Atatürk her fırsatta insanları dini dosdoğru araştırmaya çağırdı. Halka okuma ve yazma öğretti. Türkçe alfabe verdi. Okullar açtı. Halk anlayarak okusun diye Kuran’ın Türkçe mealini verdi.

Atatürk özellikle din alanında da çok büyük emekler verdi. Din anlayışımızı etkiledi. Bir nevi ruhumuzu ve vicdanımızı kurtardı. En hakiki mürşit ilim. En hakiki tarikat medeniyet olduğunu öğretti.

Böylece Atatürk din öğretmenimiz, dini önderimiz, kamil mürşitimiz, pirimiz, şeyhimiz, atamız oldu. Öyle ki şeyhlikteki maksat halka Hakk’ın yolunu öğretmek. Orta Asya Türkleri de eskiden şeyhlerine ata derdi. Yani Atatürk’ün adı üstünde, sadece dünyevi bir liderden ileri, aynı zamanda büyük bir dini önder olması. Bir milletin din ve hayat anlayışını etkiledi. Halkı peygamberlerin de talep ettiği bilim yoluna, doğra yola iletti. Dünyaya, özellikle İslam Dünyasına örnek oldu. Bize de bu konuda büyük sorumluluk düşüyor.

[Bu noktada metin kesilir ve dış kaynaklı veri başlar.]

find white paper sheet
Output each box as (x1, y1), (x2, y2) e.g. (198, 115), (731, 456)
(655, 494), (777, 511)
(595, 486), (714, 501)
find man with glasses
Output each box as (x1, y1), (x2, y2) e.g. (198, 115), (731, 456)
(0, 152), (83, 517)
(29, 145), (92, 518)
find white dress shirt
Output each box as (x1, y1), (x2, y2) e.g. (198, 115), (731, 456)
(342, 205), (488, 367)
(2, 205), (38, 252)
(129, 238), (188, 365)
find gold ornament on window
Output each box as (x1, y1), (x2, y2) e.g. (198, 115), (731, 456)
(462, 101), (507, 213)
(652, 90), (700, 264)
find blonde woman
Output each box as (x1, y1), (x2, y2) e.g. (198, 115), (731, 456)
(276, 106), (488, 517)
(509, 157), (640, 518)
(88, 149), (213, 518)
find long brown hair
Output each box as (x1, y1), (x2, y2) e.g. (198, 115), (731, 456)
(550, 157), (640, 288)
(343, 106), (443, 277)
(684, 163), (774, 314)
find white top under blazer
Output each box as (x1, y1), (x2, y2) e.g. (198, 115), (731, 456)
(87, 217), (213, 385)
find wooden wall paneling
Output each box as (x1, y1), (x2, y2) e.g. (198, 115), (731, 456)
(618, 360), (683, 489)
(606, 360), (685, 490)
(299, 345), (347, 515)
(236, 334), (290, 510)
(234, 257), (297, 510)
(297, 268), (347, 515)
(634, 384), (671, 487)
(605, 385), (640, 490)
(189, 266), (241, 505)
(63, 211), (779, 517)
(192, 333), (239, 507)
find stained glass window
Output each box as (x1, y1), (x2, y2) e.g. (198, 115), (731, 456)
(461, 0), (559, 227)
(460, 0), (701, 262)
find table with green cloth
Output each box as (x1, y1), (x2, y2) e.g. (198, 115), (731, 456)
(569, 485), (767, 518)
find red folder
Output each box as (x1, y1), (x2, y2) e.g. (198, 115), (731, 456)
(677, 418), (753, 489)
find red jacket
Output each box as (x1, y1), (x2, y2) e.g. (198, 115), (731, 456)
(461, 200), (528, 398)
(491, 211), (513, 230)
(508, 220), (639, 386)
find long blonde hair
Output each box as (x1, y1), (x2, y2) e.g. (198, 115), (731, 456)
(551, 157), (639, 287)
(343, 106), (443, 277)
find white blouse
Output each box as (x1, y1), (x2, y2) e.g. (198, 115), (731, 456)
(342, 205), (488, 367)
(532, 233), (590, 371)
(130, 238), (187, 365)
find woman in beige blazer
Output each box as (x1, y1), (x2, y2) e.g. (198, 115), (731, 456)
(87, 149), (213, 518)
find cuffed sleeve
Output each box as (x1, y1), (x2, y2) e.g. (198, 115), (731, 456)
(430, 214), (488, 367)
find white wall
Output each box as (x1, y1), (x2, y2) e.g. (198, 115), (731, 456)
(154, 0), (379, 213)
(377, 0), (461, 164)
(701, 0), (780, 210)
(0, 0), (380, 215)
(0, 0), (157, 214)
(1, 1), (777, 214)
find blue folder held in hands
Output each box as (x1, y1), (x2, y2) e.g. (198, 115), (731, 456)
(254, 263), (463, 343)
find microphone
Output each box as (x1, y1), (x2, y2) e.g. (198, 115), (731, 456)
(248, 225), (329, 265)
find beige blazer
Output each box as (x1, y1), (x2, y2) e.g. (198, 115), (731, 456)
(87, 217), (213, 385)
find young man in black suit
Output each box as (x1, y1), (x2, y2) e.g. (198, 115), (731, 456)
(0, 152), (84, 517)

Atatürk bize bilimi miras bıraktı. En büyük savaş, cehalete karşı savaş dedi. Sadece tarih alanında değil, özellikle din alanında da yanlışları düzeltmeyi emretti. Ama çoğu yetenekli kişi bu büyük görevi ihmal etti. Din meydanını boş bıraktı. Atatürk’ün dini tarafını ihmal ederek, ona din düşmanı denilmesine fırsat verdik. Atatürk’ün dinin ve halkın en büyük dost ve yardımcısı olduğunu anlatamadık. Ne de olsa Atatürk bizi hep doğruyu öğrenmeye, yanlışı düzeltmeye, hakikate çağırdı. Bunun için bize yolu açtı.

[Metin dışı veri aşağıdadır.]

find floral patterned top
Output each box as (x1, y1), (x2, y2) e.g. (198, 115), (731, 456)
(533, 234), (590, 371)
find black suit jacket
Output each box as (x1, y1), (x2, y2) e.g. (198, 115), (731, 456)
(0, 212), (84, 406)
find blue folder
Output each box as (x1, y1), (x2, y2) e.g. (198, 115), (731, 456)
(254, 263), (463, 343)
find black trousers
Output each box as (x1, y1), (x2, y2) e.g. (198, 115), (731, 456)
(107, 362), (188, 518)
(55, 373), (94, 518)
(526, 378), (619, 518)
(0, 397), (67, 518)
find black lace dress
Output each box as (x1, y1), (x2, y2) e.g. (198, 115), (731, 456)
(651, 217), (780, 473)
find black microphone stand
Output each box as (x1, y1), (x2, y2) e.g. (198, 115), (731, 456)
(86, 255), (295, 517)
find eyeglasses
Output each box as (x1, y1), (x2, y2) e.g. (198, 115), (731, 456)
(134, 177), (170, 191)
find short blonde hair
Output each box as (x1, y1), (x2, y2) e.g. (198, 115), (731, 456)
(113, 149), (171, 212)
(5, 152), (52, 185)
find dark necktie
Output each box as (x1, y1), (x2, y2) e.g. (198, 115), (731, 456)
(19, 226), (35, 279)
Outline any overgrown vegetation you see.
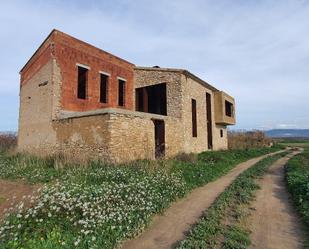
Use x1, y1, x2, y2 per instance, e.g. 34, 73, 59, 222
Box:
228, 131, 273, 150
0, 146, 284, 249
176, 152, 287, 249
286, 149, 309, 247
0, 133, 17, 152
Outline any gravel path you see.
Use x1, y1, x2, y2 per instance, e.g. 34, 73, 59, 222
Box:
121, 150, 286, 249
249, 149, 306, 249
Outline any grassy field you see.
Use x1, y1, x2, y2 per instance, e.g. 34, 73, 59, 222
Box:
176, 152, 287, 249
279, 139, 309, 148
0, 146, 283, 249
286, 149, 309, 247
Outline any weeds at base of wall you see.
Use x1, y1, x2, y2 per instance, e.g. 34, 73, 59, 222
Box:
173, 153, 198, 164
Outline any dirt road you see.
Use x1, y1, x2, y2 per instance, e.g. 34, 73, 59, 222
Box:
0, 179, 40, 221
249, 150, 306, 249
121, 150, 286, 249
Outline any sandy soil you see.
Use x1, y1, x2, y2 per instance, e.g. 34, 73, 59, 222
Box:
249, 150, 306, 249
121, 150, 286, 249
0, 179, 40, 221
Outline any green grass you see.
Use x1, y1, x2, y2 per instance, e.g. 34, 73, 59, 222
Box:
278, 139, 309, 148
279, 139, 309, 144
173, 147, 283, 190
286, 149, 309, 248
0, 196, 5, 204
0, 146, 284, 184
280, 142, 309, 148
176, 152, 287, 249
0, 146, 284, 249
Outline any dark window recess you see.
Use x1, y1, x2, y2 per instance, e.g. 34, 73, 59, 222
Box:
220, 129, 224, 137
77, 66, 88, 99
135, 83, 167, 115
206, 92, 213, 149
192, 99, 197, 137
118, 79, 126, 106
225, 100, 233, 117
100, 74, 108, 103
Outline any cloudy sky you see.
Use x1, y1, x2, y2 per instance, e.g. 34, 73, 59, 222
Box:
0, 0, 308, 131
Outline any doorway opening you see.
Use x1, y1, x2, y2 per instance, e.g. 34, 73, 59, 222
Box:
206, 93, 213, 149
153, 120, 165, 158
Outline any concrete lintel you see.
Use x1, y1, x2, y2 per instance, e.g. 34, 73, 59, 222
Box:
57, 108, 169, 121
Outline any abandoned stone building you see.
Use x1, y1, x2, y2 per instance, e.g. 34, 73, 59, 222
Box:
17, 29, 236, 162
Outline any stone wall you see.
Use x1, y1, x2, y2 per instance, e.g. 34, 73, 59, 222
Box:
54, 109, 184, 163
213, 125, 228, 150
107, 113, 155, 162
54, 114, 111, 160
134, 68, 183, 118
181, 74, 210, 153
134, 68, 230, 154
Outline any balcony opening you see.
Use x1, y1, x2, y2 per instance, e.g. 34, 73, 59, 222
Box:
225, 100, 234, 117
135, 83, 167, 115
77, 66, 88, 99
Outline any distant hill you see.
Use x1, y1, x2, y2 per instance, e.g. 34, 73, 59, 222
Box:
265, 129, 309, 138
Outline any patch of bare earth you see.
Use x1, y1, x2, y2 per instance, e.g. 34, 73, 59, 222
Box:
120, 150, 286, 249
0, 179, 40, 221
249, 150, 306, 249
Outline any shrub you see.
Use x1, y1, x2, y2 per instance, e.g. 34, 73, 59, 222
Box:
228, 131, 273, 150
0, 133, 17, 152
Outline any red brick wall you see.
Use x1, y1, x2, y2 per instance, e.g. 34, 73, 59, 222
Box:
53, 31, 135, 112
20, 30, 135, 112
20, 38, 53, 86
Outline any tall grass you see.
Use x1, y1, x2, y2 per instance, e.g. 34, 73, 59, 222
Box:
286, 149, 309, 247
228, 131, 273, 150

“Nasıl ki her hususta yüksek meslek ve uzmanlık sahipleri yetiştirmek gerekli ise, dinimizin felsefî gerçeğini inceleme, araştırma ve telkin bakımından ilmî ve fennî kudrete sahip olacak seçkin ve gerçek din bilginleri de yetiştirecek yüksek kurumlara sahip olmalıyız.”

1923 (Atatürk’ün S.D.H, s. 90)

“Hoca olmak için yani dinî gerçekleri halka öğretmek için, mutlaka ilmî kıyafet gerekli değildir. Bizim yüce dinimiz, her Müslüman erkek ve kadına araştırmayı farz kılıyor ve her Müslüman, bu dine bağlananları aydınlatmakla görevlidir.” 1923 (Atatürk’ün S.D.1I, s. 144)

2015 yılında Yaşar Nuri Öztürk Almanya’da Köln’de Atatürk Düşünce Derneğine geldi ve Atatürkçülere kızdı: “Rozet takara Atatürkçü olunmaz dedi. Atatürk gibi olmak istiyorsanız, onun gibi Arapça bileceksiniz, Kuranı bileceksiniz, dininizi cahillerin eline bırakmayacaksınız! Ama siz, karşınıza Ebu Cehil gelse ve iki kelime Arapça konuşsa onu âlim sanırsınız. Bakın şimdi dininizi ne yapıyorlar…”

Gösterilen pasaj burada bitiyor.